Machine Learning for Computer Security

Good and bad times with machine learning and security research

Generalized Suffix Trees and Distinct Substrings.

This is a technical post on strings, substrings and suffix trees. This could get boring. You have been warned.

Everybody knows the concept of longest common substring, where a set of strings is given and the task is to determine the longest substring shared by the set. While intuitive and straightforward to implement using a generalized suffix tree, this setting is not robust against "noise", such as corrupted or truncated strings. Moreover, finding the longest common substring is useless, if the considered strings derive from different data distributions, thus not necessary sharing any substring.

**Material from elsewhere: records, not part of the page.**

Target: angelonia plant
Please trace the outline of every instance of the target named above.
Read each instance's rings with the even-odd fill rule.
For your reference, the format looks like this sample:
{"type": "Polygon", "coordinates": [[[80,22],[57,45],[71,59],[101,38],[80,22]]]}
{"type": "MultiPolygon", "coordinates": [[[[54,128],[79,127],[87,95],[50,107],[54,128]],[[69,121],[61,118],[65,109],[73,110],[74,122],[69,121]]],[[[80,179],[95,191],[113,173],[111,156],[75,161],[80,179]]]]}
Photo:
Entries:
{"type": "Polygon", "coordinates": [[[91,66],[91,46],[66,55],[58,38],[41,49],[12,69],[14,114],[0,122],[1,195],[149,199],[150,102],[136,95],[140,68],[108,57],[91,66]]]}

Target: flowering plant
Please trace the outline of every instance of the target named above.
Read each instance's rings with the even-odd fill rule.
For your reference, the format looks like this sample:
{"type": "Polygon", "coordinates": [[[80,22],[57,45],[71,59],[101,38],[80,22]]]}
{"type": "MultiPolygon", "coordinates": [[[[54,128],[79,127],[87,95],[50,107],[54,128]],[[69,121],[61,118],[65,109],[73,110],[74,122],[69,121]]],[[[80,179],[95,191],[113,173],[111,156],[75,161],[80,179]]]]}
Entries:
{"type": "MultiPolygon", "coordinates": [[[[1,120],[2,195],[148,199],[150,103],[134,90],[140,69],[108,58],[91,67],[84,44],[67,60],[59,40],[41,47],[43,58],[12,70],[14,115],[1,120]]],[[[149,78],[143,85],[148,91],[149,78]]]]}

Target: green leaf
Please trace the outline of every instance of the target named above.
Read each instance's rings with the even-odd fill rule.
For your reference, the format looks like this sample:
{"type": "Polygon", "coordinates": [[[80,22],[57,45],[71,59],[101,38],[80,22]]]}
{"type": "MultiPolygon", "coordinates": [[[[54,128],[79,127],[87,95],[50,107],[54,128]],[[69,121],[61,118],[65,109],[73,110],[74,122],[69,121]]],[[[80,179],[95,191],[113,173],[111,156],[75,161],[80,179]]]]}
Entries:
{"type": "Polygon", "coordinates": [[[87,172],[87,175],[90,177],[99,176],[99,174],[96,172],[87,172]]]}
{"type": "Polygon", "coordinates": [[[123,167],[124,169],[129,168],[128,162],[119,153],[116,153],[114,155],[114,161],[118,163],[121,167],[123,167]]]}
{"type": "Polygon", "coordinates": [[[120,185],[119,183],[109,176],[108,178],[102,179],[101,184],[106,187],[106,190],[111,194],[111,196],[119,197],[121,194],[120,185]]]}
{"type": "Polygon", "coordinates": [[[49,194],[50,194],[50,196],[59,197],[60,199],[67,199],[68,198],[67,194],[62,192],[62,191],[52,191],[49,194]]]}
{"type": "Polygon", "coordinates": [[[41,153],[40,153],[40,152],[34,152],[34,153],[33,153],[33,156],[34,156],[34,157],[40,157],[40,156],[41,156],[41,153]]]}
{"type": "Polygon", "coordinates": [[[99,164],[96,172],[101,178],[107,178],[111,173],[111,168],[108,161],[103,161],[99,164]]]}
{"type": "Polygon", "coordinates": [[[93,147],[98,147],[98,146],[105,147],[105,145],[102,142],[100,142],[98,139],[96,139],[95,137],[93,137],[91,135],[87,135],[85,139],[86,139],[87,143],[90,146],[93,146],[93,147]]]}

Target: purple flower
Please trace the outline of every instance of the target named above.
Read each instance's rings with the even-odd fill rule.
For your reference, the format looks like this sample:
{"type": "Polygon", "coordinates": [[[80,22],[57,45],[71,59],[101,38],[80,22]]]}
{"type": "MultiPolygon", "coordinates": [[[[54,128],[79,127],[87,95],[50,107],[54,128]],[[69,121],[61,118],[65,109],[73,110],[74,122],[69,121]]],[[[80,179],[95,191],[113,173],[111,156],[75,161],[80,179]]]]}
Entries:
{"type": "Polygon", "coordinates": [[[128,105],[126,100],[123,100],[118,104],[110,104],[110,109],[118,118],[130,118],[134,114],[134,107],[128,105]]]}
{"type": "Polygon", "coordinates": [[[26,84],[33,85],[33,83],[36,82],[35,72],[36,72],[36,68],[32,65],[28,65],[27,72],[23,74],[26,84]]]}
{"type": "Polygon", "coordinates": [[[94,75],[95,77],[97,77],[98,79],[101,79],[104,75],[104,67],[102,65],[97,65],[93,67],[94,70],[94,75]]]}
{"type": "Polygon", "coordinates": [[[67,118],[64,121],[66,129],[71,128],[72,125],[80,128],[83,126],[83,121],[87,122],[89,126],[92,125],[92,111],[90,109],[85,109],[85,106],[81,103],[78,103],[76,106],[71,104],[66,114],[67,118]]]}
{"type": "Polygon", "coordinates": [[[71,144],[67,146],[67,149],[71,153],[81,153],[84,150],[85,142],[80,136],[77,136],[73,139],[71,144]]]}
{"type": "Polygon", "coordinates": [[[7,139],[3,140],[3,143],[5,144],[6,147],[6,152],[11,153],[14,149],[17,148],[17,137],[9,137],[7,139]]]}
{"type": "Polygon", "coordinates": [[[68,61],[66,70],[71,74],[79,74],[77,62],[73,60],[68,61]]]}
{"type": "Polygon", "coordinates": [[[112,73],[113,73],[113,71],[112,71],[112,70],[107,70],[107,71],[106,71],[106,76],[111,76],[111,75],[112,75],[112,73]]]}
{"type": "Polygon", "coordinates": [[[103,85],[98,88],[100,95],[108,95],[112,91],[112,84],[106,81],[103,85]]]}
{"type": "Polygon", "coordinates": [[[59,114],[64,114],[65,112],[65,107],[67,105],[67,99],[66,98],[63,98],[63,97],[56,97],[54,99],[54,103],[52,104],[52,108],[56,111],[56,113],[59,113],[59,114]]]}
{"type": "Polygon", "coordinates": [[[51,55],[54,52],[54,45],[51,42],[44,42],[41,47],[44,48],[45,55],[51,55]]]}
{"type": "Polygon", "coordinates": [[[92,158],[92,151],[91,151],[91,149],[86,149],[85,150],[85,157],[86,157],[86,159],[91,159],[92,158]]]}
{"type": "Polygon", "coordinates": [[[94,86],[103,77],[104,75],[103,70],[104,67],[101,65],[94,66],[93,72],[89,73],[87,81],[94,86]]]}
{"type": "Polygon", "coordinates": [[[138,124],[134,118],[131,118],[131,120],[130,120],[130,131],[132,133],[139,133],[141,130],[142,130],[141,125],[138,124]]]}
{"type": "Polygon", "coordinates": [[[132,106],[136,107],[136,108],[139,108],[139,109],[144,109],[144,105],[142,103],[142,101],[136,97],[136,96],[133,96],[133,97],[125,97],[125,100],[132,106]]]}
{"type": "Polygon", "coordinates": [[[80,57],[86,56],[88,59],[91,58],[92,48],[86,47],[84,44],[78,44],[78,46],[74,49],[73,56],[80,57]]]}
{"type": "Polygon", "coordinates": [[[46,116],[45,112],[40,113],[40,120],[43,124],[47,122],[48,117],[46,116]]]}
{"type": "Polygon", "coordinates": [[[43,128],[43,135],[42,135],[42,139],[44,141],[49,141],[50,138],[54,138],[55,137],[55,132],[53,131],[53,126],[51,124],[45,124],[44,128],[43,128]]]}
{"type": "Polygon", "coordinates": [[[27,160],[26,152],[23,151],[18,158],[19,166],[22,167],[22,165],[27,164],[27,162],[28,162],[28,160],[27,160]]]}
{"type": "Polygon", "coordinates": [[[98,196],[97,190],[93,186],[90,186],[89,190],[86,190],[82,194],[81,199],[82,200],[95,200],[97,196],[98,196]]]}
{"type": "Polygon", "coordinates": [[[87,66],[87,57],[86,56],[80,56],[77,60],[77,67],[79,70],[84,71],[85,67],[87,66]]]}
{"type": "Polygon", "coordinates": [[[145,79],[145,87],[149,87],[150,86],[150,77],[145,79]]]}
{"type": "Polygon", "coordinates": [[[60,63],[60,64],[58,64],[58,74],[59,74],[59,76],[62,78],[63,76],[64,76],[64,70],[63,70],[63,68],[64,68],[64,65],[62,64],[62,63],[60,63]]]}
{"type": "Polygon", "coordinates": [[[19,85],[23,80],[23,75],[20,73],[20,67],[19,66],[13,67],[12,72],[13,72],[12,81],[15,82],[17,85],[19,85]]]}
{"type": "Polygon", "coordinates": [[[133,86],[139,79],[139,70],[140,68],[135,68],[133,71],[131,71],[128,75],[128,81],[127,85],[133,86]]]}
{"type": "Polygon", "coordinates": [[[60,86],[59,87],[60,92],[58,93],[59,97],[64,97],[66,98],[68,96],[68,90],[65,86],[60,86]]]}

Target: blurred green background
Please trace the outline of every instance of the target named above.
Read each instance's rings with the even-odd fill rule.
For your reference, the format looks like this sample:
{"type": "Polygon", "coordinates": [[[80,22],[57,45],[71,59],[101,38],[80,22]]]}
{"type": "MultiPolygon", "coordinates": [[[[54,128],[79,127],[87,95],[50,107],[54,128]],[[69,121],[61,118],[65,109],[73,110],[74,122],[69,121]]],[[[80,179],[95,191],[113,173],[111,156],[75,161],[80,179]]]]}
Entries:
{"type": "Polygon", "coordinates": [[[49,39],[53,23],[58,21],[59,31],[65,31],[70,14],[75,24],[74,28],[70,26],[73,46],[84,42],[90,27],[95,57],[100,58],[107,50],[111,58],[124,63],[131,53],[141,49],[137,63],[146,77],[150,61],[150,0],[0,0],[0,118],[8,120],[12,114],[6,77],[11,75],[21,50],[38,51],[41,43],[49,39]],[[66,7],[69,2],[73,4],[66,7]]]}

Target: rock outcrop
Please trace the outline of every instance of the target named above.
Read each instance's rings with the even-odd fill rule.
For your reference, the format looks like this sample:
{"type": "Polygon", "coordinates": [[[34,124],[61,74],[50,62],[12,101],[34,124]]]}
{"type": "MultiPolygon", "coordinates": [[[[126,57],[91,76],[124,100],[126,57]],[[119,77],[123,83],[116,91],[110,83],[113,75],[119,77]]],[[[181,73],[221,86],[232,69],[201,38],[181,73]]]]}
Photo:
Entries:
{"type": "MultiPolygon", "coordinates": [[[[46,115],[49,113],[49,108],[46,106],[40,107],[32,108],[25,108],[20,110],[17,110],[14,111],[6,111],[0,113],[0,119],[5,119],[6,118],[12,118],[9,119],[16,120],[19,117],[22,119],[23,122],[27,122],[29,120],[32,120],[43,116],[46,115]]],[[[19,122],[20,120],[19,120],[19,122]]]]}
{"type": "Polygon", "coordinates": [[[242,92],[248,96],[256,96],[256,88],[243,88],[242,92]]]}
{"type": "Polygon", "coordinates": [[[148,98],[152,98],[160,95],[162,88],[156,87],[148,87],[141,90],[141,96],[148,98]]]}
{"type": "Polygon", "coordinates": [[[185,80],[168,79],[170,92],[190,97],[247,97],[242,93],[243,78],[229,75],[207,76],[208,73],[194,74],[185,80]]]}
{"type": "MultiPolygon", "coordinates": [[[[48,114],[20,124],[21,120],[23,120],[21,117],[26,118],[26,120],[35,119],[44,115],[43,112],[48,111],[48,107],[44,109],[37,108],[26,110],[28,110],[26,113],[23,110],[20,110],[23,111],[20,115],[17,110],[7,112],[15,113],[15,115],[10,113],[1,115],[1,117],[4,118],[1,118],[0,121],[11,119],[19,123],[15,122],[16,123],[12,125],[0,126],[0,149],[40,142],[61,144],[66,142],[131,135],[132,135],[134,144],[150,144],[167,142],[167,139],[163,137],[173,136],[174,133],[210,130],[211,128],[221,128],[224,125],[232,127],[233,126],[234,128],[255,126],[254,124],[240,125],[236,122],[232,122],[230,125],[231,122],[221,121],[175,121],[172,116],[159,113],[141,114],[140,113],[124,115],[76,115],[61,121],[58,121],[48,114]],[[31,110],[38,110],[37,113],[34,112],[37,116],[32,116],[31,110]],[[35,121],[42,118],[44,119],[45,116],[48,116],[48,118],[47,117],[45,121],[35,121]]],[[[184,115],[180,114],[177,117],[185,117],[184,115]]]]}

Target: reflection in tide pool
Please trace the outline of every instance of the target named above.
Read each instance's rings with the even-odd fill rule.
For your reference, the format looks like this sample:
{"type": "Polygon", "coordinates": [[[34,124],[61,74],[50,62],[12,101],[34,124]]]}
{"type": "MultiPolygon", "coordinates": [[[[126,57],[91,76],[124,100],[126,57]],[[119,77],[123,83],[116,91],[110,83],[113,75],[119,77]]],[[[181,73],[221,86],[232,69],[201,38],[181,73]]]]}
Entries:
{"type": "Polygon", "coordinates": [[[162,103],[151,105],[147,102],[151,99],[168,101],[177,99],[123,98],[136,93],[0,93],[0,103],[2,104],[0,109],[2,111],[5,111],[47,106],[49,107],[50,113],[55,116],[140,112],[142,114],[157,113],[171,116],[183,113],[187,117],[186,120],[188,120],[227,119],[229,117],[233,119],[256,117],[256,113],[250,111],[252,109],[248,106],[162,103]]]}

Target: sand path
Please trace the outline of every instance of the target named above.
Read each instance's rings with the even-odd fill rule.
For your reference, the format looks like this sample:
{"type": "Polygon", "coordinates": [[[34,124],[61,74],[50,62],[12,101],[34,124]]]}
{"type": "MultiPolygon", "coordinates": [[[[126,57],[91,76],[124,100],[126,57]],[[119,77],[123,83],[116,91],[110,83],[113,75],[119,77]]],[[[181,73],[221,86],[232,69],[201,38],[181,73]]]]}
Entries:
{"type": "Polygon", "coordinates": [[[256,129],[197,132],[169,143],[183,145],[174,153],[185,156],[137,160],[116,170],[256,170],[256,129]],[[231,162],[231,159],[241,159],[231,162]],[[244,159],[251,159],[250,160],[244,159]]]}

These shortcomings can be addressed by determining a set of shared substrings, which are shared by at least m strings but not necessary all strings in the set. To restrict the amount of small shared substrings, one requires the substrings to have a minimum length. This setting has been applied in the PolyGraph and Hamsa paper for automatic signature generation from network data. Again, an implementation is easily realized using a depth-first traversal of a generalized suffix tree. Unfortunately, many of the shared substrings will be prefixes and suffixes of each other.

This issue is resolved by the set of distinct shared substrings, where a distinct substring x is not contained in any other distinct substring y, unless x appears in at least m strings independently of y. Implementing this setting using generalized suffix trees is a little bit more involved. Together with a colleague, I came up with this approach:
We start to determine interesting substrings by a depth-first traversal of a generalized suffix tree.

This time, however, we are looking for distinct substrings and hence can not afford to output a substring that later turns out to be non-distinct. We thus first visit nodes which give rise to longer substrings, that is for each node we order the child nodes according to the length of possible substrings. Consequently, we find longer substrings first.

If we have determined a first substring x shared by m strings, we can be sure that it is distinct as no longer substrings exist. Next, we need to mark all non-distinct substrings of x. We do this by traversing the suffix links and parent nodes of x, thereby processing all suffixes and prefixes of x. For each node we maintain a counter indicating the number of strings the corresponding substring is shared by. When processing the prefixes and suffixes of x, we decrement this counter by the number of occurences of x.

Finally, we continue the depth-first traversal. We do not descend to nodes with a counter smaller than m, as no distinct shared substring can be determined on the corresponding path.

To be honest, I have not thoroughly thought about the complexity of this algorithm. Yet, I expect it to be "somewhat linear" in the length of the considered strings. The output of the algorithm resembles the concept of distinct substrings proposed in PolyGraph, where the authors apply a costly post-processing of shared substrings. Note that this approach can also be implemented using suffix and LCP arrays with the traversal techniques studied by Kasai et al.

Did I mention that I like string algorithms?